La devoción a Santa María de África alcanza su sentido pleno cuando evita dos extremos: por una parte, reducir a María a un símbolo político o meramente cultural; por otra, presentar una advocación local como si sustituyera a la fe mariana universal. La patrona de Ceuta pertenece a la vida concreta de una ciudad, pero la Iglesia la contempla dentro del misterio único de María, Madre de Jesucristo y Madre de todos los creyentes.

Citas y referencias

  1. Litterae apostolicae, Sancta Sedes. Acta Apostolicae Sedis: Número 5, abril, 1953, 11 (1953). 2 3
  2. Capítulo II - La Iglesia en África - I. Breve historia de la evangelización del continente, Papa Juan Pablo II. Ecclesia in Africa, 30 (1995).

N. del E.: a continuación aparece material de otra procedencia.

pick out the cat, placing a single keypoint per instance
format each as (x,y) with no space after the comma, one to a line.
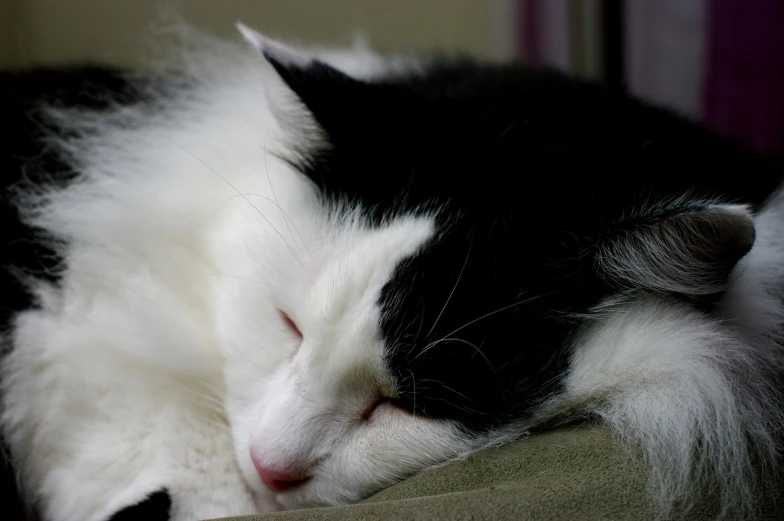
(271,278)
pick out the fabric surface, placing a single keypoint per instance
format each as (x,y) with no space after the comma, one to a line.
(578,472)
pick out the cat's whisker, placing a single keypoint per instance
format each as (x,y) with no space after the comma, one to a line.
(239,194)
(519,303)
(460,276)
(286,218)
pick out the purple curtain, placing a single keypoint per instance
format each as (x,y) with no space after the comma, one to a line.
(744,89)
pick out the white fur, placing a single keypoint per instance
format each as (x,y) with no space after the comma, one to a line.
(162,360)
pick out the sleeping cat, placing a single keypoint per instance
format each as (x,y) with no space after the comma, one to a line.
(273,279)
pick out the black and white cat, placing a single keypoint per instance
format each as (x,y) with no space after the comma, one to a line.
(288,279)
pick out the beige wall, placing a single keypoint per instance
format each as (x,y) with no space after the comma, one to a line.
(34,32)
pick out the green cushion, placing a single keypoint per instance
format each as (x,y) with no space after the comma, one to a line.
(577,472)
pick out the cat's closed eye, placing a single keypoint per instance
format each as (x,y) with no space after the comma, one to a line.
(387,404)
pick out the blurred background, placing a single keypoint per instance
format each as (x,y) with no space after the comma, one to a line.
(717,61)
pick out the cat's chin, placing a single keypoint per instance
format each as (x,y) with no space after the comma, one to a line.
(266,504)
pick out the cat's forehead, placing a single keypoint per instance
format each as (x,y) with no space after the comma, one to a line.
(343,313)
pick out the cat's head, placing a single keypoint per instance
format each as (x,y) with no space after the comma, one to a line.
(473,219)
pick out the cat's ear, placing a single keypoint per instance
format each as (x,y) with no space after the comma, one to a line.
(329,94)
(689,251)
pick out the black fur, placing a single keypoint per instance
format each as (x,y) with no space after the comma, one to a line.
(532,172)
(24,157)
(155,507)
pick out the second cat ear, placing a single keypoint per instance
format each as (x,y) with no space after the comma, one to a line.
(690,251)
(328,93)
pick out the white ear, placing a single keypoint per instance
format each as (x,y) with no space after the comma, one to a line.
(273,49)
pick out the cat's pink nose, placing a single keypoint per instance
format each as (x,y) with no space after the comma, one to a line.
(278,480)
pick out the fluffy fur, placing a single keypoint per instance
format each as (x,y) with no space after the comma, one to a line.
(328,264)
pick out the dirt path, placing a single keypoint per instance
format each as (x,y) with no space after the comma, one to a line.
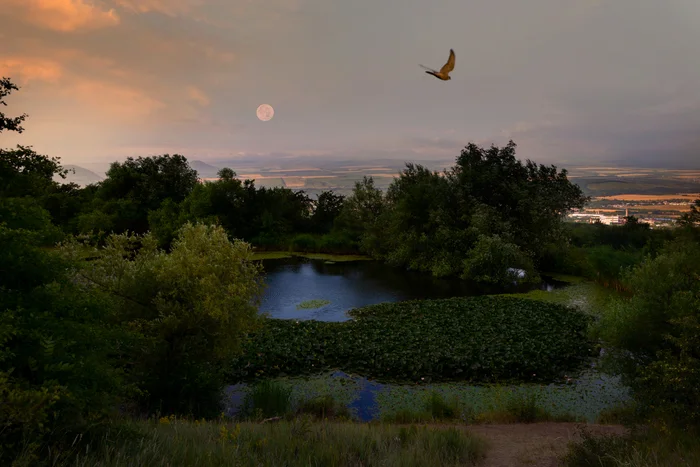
(534,445)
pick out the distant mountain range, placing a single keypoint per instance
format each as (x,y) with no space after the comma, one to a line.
(315,174)
(79,175)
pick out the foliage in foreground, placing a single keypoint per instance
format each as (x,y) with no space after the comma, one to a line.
(191,306)
(296,443)
(58,352)
(481,339)
(653,448)
(655,334)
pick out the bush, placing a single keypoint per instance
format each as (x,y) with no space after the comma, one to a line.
(304,243)
(192,307)
(59,373)
(655,334)
(491,258)
(266,399)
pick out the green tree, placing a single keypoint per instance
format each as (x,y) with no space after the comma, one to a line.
(59,360)
(135,187)
(326,209)
(653,334)
(361,215)
(493,260)
(193,306)
(9,123)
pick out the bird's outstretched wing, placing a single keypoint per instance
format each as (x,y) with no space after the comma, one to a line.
(450,65)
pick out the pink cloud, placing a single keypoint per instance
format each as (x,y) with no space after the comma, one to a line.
(64,15)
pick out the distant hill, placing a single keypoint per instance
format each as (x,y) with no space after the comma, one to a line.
(203,169)
(610,186)
(82,176)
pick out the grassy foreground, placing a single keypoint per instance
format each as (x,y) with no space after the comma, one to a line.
(300,442)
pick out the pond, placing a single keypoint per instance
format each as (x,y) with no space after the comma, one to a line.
(345,285)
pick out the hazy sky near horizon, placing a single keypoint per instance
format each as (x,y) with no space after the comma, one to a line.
(570,81)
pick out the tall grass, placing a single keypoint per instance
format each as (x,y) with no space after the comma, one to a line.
(295,443)
(267,399)
(511,407)
(651,448)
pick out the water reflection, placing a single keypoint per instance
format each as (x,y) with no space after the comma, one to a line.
(352,284)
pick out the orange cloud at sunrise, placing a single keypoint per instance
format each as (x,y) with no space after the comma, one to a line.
(64,15)
(166,7)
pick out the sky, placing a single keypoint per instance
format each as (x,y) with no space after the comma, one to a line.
(574,82)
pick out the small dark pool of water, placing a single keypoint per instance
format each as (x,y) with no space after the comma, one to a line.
(353,284)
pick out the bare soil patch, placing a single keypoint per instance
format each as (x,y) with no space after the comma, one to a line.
(535,444)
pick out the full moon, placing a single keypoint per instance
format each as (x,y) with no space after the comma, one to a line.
(265,112)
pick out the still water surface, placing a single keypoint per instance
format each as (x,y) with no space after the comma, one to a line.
(353,284)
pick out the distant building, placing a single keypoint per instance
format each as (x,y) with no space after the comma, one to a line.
(593,218)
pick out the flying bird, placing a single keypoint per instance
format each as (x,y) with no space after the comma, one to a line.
(444,73)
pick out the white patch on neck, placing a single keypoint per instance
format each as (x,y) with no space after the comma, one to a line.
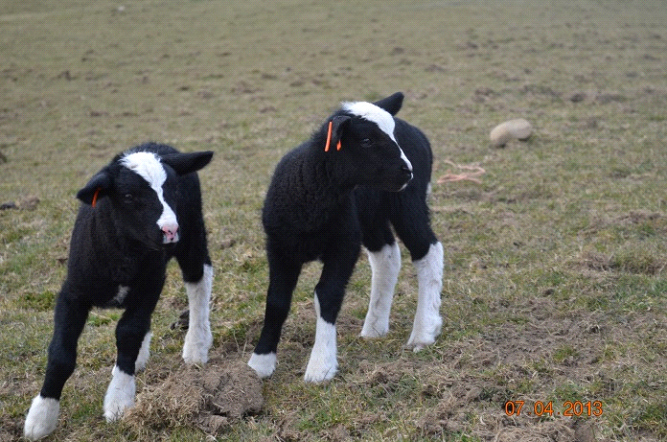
(121,295)
(147,165)
(383,119)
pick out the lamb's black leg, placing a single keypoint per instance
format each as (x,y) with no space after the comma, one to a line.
(329,293)
(70,317)
(283,276)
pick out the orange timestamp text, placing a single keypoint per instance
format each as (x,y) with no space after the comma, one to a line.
(570,408)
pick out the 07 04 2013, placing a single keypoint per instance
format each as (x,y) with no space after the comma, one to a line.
(539,408)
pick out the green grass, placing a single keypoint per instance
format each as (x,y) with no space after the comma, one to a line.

  3. Capítulo II - La Iglesia en África - I. Breve historia de la evangelización del continente - Primera fase, Papa Juan Pablo II. Ecclesia in Africa, 31 (1995).
  4. Iglesia africana temprana. Enciclopedia Católica, Iglesia africana temprana (1913).
  5. Argel. Enciclopedia Católica, Argel (1913).
  6. Charles-Martial-Allemand Lavigerie. Enciclopedia Católica, Charles-Martial-Allemand Lavigerie (1913).
  7. Sancta Sedes. Acta Apostolicae Sedis: Número 10, octubre, 1918, 14 (1918). 2
  8. Sancta Sedes. Acta Apostolicae Sedis: Número 7, junio, 1939, 13 (1939).
  9. Viaje apostólico a Argelia: Encuentro con la comunidad argelina, Basílica de Nuestra Señora de África (Argel, 13 de abril de 2026), Papa León XIV. Viaje apostólico a Argelia: Encuentro con la Comunidad Argelina, Basílica de Nuestra Señora de África (Argel, 13 de abril de 2026), 1 (2026).
  10. Papa Juan Pablo II. A los obispos de la Conferencia Regional de Obispos de África del Norte (CERNA) (14 de abril de 1996) - Discurso, 1 (1996).
  11. Papa Juan Pablo II. A la comunidad polaca de Zaire, Kinshasa (4 de mayo de 1980) - Discurso, 5 (1980).
  12. Papa Juan Pablo II. A los obispos de África del Norte sobre su visita «ad Limina apostolorum» (31 de octubre de 1997) - Discurso, 2 (1997).